Theory of highly charged ion energy gain spectroscopy of molecular collective excitations

Abstract

This paper discusses the physical mechanism by which a highly charged, energetic ion partly neutralized by electron transfers from a target—a large molecule, a cluster or a solid surface—can create target collective excitations in the process. We develop an analysis for the system of a highly charged ion flying by a fullerene molecule. Our analysis offers a new explanation for the periodic oscillations observed in the high-resolution energy gain spectra of energetic Arq+ ions (q=8, 13, 14, 15) flying by C60 molecules. For the Arq+→Ar(q−s)+ spectra with q=13–15 and s=1 or 2, the observed oscillations of 6 eV periodicity are assigned to energy losses due to multiple, Poissonian excitations of C60 π-plasmons (6 eV quantum). The excitation energy quanta are subtracted from the kinetic energy gained by the ion when one or at most two electrons are transferred to increasingly deep Rydberg states of the ion.

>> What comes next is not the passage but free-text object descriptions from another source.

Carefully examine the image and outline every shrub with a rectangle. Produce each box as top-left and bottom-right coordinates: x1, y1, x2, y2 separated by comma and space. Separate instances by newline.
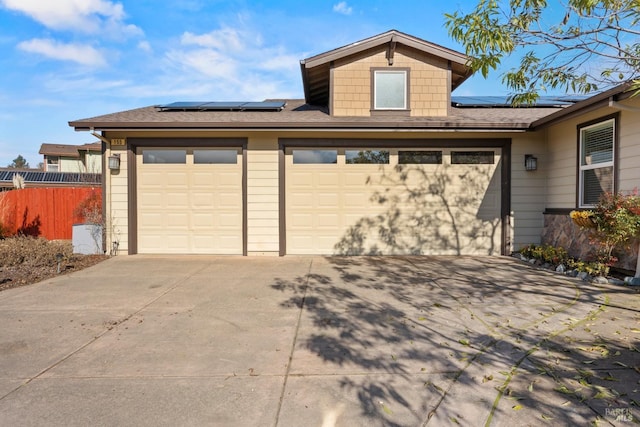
517, 243, 609, 277
73, 190, 103, 224
589, 190, 640, 268
519, 243, 569, 265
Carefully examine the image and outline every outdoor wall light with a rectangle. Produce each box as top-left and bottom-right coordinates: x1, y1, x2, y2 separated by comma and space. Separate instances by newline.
108, 154, 121, 170
525, 154, 538, 171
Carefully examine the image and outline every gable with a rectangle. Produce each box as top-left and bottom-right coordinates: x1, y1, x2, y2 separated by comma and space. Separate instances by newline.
331, 44, 450, 117
300, 30, 472, 115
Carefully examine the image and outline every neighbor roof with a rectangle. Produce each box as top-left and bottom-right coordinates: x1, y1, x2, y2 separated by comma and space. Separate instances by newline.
300, 29, 473, 106
39, 142, 101, 158
69, 99, 562, 131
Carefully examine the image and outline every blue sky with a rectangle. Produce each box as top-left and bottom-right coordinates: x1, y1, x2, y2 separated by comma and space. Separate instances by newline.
0, 0, 552, 167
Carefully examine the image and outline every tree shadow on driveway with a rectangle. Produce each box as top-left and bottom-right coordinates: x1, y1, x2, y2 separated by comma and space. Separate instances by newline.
271, 256, 640, 426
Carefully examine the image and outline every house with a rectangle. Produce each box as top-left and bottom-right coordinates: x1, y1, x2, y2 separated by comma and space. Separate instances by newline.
68, 30, 640, 270
39, 142, 102, 173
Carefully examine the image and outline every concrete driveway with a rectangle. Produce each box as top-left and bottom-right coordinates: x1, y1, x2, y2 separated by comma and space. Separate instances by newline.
0, 256, 638, 426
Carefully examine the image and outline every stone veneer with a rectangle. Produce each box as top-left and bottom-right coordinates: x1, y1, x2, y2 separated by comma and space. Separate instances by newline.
542, 212, 639, 272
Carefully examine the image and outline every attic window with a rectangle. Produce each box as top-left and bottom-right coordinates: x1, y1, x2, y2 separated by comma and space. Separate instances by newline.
373, 69, 408, 110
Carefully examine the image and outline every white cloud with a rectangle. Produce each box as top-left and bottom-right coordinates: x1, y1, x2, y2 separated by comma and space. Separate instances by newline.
18, 38, 107, 67
160, 26, 302, 100
0, 0, 142, 37
181, 28, 245, 51
166, 48, 239, 80
137, 40, 152, 52
333, 2, 353, 15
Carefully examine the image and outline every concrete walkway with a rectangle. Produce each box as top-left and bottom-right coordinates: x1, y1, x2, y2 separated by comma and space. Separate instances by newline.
0, 256, 638, 426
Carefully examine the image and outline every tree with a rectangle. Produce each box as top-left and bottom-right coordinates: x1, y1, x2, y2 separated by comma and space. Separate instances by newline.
8, 155, 29, 169
445, 0, 640, 104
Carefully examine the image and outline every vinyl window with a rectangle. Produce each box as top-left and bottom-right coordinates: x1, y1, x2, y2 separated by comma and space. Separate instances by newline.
373, 70, 407, 110
579, 118, 615, 207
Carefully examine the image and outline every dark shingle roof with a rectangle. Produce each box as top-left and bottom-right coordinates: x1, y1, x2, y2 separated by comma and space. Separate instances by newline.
70, 99, 561, 131
39, 142, 101, 157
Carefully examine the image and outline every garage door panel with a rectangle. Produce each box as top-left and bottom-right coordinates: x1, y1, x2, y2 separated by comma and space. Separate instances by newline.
343, 192, 369, 208
137, 148, 243, 254
286, 147, 501, 255
167, 173, 188, 185
218, 213, 241, 227
290, 212, 313, 228
317, 193, 339, 207
191, 193, 215, 208
317, 174, 340, 187
167, 193, 188, 207
317, 213, 340, 228
192, 212, 215, 227
139, 193, 163, 208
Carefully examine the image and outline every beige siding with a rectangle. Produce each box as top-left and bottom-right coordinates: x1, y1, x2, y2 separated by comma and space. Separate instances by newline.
510, 132, 547, 250
246, 136, 279, 254
58, 152, 102, 173
545, 104, 635, 209
104, 141, 128, 255
619, 97, 640, 191
332, 46, 448, 117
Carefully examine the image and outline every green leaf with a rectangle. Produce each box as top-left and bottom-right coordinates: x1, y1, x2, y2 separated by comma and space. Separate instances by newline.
512, 404, 523, 411
459, 339, 470, 346
554, 385, 574, 395
381, 404, 393, 415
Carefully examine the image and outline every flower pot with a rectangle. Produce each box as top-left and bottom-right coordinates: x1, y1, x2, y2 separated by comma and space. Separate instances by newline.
571, 216, 596, 229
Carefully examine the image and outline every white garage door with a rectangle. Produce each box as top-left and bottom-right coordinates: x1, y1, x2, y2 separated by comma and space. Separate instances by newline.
137, 148, 243, 254
286, 147, 502, 255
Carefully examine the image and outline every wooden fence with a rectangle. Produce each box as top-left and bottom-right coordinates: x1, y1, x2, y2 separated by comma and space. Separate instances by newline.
0, 187, 102, 240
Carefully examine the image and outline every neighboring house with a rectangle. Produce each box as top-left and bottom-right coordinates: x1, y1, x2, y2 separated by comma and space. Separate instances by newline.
39, 142, 102, 173
68, 30, 640, 270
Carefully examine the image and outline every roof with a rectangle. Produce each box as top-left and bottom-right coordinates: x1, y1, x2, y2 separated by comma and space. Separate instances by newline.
531, 82, 636, 129
69, 99, 562, 132
39, 142, 102, 157
300, 30, 472, 106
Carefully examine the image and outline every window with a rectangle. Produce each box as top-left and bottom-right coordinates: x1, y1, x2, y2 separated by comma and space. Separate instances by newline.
194, 149, 237, 164
579, 118, 615, 207
345, 150, 390, 164
46, 156, 59, 172
451, 151, 495, 164
142, 150, 186, 164
373, 70, 407, 110
399, 151, 442, 164
292, 150, 337, 164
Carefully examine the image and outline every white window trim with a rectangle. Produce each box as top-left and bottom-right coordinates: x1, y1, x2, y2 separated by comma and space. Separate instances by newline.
578, 118, 615, 208
46, 156, 59, 172
373, 69, 408, 110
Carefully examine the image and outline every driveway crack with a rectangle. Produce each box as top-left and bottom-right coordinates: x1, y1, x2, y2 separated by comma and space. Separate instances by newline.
273, 258, 313, 427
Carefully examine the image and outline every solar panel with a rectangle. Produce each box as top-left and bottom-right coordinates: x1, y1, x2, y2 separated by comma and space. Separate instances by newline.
158, 101, 286, 111
0, 171, 100, 184
451, 95, 579, 108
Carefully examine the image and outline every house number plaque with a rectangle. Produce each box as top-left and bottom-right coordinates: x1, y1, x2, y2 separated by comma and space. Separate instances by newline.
111, 138, 126, 146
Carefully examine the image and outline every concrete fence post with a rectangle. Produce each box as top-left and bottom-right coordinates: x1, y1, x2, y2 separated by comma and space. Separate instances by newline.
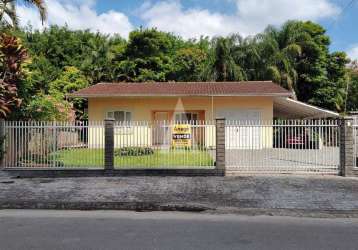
0, 119, 4, 169
339, 117, 354, 176
215, 118, 226, 175
104, 118, 115, 171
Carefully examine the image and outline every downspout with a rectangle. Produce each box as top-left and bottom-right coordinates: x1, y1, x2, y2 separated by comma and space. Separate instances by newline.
211, 96, 214, 121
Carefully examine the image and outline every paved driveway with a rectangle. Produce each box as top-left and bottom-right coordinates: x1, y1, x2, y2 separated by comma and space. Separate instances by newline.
225, 147, 339, 173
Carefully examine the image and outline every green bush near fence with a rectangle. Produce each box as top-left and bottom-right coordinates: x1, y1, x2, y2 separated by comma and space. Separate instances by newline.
114, 147, 154, 157
53, 148, 214, 168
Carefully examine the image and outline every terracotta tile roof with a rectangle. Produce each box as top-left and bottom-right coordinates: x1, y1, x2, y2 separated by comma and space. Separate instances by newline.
70, 81, 292, 97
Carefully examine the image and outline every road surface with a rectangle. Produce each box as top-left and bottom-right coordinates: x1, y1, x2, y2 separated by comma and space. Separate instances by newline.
1, 210, 358, 250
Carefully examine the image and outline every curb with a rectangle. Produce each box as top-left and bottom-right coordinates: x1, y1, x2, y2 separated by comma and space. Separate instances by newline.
0, 202, 211, 212
2, 202, 358, 218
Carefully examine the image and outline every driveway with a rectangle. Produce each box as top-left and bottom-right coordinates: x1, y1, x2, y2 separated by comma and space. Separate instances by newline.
225, 147, 339, 173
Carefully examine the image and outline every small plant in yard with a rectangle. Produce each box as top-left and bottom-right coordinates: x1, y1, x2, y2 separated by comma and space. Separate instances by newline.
114, 147, 154, 157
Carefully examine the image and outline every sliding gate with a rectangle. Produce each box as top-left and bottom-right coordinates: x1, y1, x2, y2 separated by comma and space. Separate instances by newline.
225, 120, 340, 174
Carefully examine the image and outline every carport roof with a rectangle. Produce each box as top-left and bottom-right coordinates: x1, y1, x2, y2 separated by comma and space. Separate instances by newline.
274, 97, 340, 119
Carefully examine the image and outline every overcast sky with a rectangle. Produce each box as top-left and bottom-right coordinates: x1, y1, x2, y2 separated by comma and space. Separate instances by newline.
16, 0, 358, 60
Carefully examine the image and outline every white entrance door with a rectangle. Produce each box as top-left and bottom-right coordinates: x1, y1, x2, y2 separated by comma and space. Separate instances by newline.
217, 109, 261, 149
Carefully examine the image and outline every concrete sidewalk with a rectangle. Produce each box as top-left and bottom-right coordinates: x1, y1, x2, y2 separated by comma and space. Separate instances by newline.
1, 173, 358, 217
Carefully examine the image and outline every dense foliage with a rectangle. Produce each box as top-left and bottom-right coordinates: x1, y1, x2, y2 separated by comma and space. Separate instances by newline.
1, 19, 357, 120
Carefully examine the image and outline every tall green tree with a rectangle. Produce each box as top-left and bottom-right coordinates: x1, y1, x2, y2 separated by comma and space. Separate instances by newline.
114, 28, 181, 82
49, 66, 89, 118
254, 22, 304, 97
312, 52, 349, 112
168, 47, 207, 81
203, 36, 246, 81
294, 21, 332, 104
347, 63, 358, 111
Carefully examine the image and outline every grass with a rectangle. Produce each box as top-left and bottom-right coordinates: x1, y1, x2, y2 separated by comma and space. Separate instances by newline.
53, 148, 215, 169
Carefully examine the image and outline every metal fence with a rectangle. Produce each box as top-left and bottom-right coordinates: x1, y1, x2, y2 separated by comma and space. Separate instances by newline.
353, 119, 358, 168
2, 121, 104, 168
112, 120, 216, 169
0, 119, 341, 174
1, 120, 216, 169
225, 119, 340, 174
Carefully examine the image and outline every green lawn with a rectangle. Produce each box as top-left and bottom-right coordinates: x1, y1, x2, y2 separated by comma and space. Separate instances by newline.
53, 148, 215, 169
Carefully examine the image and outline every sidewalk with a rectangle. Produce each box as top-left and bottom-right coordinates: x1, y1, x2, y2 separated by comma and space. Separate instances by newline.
1, 173, 358, 217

The observed 3 eV periodicity for q=8 arises from the specific Rydberg energy levels of ArVIII (Ar7+). The first few shallow levels of this ion are separated by about 3 eV, while some of the pairs of adjacent, deeper levels are also separated by 3 eV. Each deep-level pair produces two interdigitated, Poissonian series of 6 eV π-plasmon excitation peaks resulting in an apparent periodicity of 3 eV throughout the spectra. The broad σ-plasmons (25 eV quantum) are found to contribute a background continuum to the medium- and high-energy regions of the observed spectra. The physical model analyzed here indicates that electronic collective excitations in several other systems could be studied by highly charged ion energy gain spectroscopy at sufficient resolution.